The Senate Committee on Financial Institutions and Insurance heard testimony on Senate Bill 472, which would amend the Uniform Securities Act and related insurance statutes to let the securities administrator set certain fees (not to exceed statutorily prescribed maximums) and require the commissioner of insurance to publish fee amounts in the Kansas Register by Dec. 1 for the upcoming calendar year. The bill also would authorize the commissioner to set agent-licensure and public-adjuster fees and would eliminate a 10% credit to the state general fund from specified securities-fee receipts.

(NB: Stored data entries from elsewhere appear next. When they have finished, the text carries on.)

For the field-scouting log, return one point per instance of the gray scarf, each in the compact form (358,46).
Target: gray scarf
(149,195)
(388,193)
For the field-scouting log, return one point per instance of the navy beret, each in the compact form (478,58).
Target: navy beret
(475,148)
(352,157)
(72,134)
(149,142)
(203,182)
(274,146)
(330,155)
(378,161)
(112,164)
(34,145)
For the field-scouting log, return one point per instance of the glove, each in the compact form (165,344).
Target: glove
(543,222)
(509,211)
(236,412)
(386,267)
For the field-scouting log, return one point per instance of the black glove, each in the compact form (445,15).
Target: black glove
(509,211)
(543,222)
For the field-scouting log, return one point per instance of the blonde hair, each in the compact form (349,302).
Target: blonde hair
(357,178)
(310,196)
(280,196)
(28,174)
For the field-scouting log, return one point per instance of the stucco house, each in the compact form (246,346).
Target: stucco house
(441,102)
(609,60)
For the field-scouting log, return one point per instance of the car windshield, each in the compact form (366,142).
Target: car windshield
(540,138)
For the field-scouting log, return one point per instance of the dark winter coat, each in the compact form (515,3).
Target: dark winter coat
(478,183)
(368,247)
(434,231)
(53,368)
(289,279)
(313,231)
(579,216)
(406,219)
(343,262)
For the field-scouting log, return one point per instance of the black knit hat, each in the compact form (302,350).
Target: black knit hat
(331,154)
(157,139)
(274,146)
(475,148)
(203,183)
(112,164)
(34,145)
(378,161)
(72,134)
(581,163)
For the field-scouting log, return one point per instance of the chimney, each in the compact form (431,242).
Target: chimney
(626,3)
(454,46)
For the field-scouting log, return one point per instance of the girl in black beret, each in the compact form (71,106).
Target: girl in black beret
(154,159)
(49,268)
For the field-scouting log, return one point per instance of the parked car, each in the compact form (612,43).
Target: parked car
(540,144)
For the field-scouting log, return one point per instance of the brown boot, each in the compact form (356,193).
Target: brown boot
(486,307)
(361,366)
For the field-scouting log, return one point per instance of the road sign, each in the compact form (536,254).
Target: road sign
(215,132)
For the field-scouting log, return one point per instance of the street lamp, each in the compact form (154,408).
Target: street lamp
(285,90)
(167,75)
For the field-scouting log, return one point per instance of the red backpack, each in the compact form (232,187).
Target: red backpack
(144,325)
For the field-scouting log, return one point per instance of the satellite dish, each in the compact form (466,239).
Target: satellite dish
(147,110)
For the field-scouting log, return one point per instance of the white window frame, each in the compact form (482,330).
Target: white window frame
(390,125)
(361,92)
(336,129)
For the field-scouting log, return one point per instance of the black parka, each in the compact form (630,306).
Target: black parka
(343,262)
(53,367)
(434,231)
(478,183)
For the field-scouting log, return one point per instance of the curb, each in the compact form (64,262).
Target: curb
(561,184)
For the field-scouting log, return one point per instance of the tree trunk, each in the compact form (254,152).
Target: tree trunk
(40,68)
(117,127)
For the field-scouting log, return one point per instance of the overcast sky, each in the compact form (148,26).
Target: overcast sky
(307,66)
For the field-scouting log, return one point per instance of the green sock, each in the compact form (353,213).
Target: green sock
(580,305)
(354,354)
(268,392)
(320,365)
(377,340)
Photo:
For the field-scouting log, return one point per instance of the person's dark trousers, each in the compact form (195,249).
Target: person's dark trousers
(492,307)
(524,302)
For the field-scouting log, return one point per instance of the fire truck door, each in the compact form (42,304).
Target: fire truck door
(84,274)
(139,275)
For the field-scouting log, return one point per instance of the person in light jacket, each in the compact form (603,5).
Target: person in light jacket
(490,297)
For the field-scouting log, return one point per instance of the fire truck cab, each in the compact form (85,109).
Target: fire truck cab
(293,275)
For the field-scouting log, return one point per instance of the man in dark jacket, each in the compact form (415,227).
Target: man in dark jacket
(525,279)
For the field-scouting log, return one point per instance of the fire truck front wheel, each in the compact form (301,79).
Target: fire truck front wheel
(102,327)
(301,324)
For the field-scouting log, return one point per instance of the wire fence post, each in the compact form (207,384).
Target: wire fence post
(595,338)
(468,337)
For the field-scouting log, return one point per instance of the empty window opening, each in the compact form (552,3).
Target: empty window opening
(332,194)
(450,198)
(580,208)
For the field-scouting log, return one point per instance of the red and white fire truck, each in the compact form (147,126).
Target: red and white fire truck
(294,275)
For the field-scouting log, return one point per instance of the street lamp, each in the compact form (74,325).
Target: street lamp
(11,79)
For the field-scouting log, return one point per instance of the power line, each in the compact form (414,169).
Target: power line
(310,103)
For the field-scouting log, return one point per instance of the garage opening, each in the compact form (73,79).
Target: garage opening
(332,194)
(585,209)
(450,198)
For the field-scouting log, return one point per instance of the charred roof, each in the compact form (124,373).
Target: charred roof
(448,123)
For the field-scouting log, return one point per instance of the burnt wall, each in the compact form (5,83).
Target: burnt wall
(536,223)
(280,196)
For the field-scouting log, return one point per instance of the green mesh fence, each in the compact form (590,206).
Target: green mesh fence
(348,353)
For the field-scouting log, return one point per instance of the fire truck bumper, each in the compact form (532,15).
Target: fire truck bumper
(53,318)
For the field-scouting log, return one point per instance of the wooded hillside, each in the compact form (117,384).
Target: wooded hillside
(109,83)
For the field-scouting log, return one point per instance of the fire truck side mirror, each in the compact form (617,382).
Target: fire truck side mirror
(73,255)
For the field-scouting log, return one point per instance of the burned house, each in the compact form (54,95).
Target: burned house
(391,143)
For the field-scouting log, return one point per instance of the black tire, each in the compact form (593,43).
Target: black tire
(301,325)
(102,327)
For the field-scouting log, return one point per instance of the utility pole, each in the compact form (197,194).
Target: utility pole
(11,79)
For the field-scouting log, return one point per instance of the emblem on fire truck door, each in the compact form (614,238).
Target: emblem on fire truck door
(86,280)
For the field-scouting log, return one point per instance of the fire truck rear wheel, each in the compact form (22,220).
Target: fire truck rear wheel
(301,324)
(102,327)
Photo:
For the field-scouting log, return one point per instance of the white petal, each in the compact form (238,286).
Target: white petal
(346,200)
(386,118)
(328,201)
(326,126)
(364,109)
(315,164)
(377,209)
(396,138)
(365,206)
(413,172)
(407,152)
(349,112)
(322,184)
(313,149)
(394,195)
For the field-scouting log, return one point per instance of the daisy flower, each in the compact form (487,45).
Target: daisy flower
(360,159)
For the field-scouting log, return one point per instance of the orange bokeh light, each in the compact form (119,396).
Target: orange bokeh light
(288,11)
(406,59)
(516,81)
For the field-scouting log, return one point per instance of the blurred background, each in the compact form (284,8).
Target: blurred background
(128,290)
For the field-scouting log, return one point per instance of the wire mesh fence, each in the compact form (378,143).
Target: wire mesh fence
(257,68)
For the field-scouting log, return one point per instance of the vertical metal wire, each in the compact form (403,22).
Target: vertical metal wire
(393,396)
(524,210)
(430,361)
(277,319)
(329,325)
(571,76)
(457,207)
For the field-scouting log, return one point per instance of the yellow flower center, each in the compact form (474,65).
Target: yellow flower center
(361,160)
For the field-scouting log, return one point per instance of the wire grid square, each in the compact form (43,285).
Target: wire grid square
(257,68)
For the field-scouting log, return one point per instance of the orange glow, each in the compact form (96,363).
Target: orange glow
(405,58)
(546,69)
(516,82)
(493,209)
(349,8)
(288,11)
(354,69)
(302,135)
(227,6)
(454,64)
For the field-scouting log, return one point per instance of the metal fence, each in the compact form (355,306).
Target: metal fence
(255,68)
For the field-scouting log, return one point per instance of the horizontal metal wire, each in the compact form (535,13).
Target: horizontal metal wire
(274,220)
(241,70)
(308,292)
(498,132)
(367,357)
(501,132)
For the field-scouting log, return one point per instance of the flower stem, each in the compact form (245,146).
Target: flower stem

Eric Turek of the Department of Insurance said the change would let the department publish fee levels in the Kansas Register rather than go through the administrative-regulation process and would bring consistency to fee-setting across insurance and securities functions that are now administered under one roof. He gave examples: for 2026 the department published lower agent-licensure fees ($15 for resident agents and $40 for nonresident agents) and said the department expects the change to save industry more than $1,000,000 for the cited year. "We really would just like to publish these in the register, continue what we're doing, and making sure that our revenues are meeting our expenses," Turek said.
Turek and assistant commissioner Clay Johnson explained the bill removes a statutory transfer that required smaller agencies to deposit 10% (or up to $100,000) of certain receipts to the state general fund to pay for central services. Turek said the Office of the Securities Commissioner now operates with its own HR, payroll and legal services and that the transfer is a remnant of pre-merger arrangements; Johnson said most securities-registration exemptions carry no fee and that the historically cited $2,500 ceiling on certain exemptions has rarely been used.
Committee members questioned how the 10%/up-to-$100,000 transfer functioned and whether the Department of Administration still provided services; Turek said many agencies listed in the statute do not use outside services and the transfer is largely a legacy item the department believes should be stricken. The committee closed the hearing on SB 472; the transcript records no committee vote at that session.